Lulu in Hollywood by Louise Brooks. Another Christmas present, and my introduction to Louise Brooks, whom I met as a writer long before I met her as Lulu. Brooks could really write, and this is another book that still has phrases rattling around in the Siren's head. The Siren recommends reading this slim volume of essays alongside Barry Paris's biography of Brooks, because some of her writing bent the facts to her particular viewpoint--the most notable example, according to Paris, being the "Gish and Garbo" essay. Which lends a whole different layer to beautifully executed passages like this one, from her essay on W.C. Fields:

The tragedy of film history is that it is fabricated, falsified, by the very people who make film history. It is understandable that in the early years of film production, when nobody believed there was going to be any film history, most film magazines and books printed trash, aimed only at fulfilling the public's wish to share a fairy-tale existence with its movie idols. But since about 1950 film has been established as an art, and its history recognized as a serious matter. Yet film celebrities continue to cast themselves as stock types--nice or naughty girls, good or bad boys--whom their chroniclers spray with a shower of anecdotes.


The Great Romantic Films by Lawrence J. Quirk. This one I bought for myself with babysitting money on the strength of a cover shot from Wuthering Heights, with which I was slightly obsessed at the time. Lawrence J. Quirk, nephew of the legendary Photoplay editor James Quirk, has written some 30 Hollywood books but the Siren loves this one for two reasons. One, the romantic melodramas it covers are often given short shrift by "Great Film" tomes. And the films that do get a fair bit of serious critical attention (Letter from an Unknown Woman, All That Heaven Allows) are often analyzed from an angle that assumes the romantic and emotional trappings are fripperies to be stripped away to reveal the "real" themes underneath. Quirk passionately believes that the sentiment in these films is part of what recommends them, and needs no apology. The Siren agrees with him. Second, the Siren loved this book for the huge variety of films the writer chose, everything from the obscure (speak up--who here has seen The Life of Vergie Winters?) to the eternally popular (Now, Voyager) to the head-scratcher (the Siren is still trying to figure out what Teorema was doing in this book, although Quirk gives it a thorough write-up). The Siren has spent years trying to see all of the films discussed here; she has about eight left, including Vergie Winters, Only Yesterday, Lydia, the 1932 Smilin' Through and The Music Lovers.
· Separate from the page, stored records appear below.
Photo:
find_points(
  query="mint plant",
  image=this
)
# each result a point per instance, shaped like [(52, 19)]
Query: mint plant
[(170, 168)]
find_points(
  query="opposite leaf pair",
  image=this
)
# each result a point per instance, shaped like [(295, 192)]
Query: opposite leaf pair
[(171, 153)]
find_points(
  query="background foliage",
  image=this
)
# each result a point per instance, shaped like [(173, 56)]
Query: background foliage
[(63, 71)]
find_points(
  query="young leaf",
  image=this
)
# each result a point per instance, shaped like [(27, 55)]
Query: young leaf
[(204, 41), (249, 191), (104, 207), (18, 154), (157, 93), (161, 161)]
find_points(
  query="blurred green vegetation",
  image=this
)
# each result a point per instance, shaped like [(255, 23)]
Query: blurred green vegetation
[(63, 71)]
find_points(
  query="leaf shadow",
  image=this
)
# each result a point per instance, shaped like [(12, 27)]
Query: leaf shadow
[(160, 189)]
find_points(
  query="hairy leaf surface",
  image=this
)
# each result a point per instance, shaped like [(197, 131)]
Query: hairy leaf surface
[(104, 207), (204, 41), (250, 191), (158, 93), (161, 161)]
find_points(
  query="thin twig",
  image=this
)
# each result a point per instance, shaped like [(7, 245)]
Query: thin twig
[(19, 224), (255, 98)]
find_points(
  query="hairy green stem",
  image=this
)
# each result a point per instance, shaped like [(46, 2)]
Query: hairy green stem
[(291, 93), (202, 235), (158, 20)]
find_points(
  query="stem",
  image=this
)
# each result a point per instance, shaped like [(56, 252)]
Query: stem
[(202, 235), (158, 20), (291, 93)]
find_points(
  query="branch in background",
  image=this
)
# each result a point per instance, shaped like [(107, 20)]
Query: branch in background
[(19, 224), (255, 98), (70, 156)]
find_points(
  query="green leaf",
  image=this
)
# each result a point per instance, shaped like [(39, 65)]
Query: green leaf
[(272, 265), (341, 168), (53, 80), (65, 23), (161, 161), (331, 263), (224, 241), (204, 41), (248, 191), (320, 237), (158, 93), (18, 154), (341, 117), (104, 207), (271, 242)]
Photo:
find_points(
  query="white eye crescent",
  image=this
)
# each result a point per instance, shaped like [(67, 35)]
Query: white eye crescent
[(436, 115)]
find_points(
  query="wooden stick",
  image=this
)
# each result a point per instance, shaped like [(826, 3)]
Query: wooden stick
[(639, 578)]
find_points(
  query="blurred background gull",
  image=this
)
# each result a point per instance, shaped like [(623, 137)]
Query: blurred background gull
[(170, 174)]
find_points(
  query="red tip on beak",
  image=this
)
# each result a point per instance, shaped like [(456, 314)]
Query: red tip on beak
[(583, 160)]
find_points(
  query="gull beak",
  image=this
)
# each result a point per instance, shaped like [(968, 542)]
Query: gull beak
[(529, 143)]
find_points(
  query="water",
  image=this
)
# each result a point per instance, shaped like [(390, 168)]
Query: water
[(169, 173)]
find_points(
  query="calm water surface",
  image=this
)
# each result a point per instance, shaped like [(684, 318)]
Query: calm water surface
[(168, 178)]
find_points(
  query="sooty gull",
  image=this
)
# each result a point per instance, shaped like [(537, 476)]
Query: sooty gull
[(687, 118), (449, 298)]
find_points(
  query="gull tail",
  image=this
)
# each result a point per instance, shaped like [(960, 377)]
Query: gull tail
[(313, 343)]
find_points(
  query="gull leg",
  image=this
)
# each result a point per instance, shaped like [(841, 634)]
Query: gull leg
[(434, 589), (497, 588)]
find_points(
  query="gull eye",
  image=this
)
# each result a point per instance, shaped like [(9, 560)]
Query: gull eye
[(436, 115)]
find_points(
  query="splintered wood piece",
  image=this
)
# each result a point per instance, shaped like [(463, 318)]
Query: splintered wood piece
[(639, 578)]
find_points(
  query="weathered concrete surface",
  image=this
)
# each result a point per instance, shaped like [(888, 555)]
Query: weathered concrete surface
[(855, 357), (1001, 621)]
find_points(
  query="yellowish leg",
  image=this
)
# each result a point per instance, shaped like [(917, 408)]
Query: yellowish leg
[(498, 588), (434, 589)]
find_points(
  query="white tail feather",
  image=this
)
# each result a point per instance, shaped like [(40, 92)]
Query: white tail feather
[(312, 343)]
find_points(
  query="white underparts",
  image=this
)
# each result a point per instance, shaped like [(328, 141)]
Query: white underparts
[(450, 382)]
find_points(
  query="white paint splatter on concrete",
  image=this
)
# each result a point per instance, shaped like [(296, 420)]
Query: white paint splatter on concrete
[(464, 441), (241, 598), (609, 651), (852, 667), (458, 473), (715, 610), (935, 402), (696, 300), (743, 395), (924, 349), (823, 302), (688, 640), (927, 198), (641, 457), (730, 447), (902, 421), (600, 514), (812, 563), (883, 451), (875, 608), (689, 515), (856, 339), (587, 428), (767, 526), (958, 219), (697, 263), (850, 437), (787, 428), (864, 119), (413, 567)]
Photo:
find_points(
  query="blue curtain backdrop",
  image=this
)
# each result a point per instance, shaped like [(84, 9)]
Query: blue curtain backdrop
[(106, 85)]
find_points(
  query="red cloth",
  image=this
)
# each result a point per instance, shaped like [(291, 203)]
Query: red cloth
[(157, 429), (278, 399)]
Quirk's definition of romance is a broad one, encompassing mother love and friendship as well. Here is Quirk describing No Greater Glory, the intensely moving Frank Borzage film that the Siren finally saw this year. Quirk sees no need to justify, or indeed even take note of, those things a modern audience might find hokey. He takes the movie on its own lyrical terms:

Young [George] Breakstone's Nemecsek tags after a gang of boys who wear uniforms and run their lumberyard playground like a military post. Heading the gang is Boka (Jimmy Butler), a handsome, stalwart little fellow who is idolized by Nemecsek and whose approval he constantly seeks. But Nemecsek is an outcast; he is frail and delicate, inept at the assorted skills the others regard as mandatory. The impatient, barely tolerant Boka is forever consigning him to his black book for shortcomings and minor ineptitudes. The only "private" in an army of "officers," Nemecsek is held in contempt and condescension for his failure to cope in physical and coordinational terms, although in the actualities of his soul he is a martyr and visionary in the making, the one pure soul of the lot.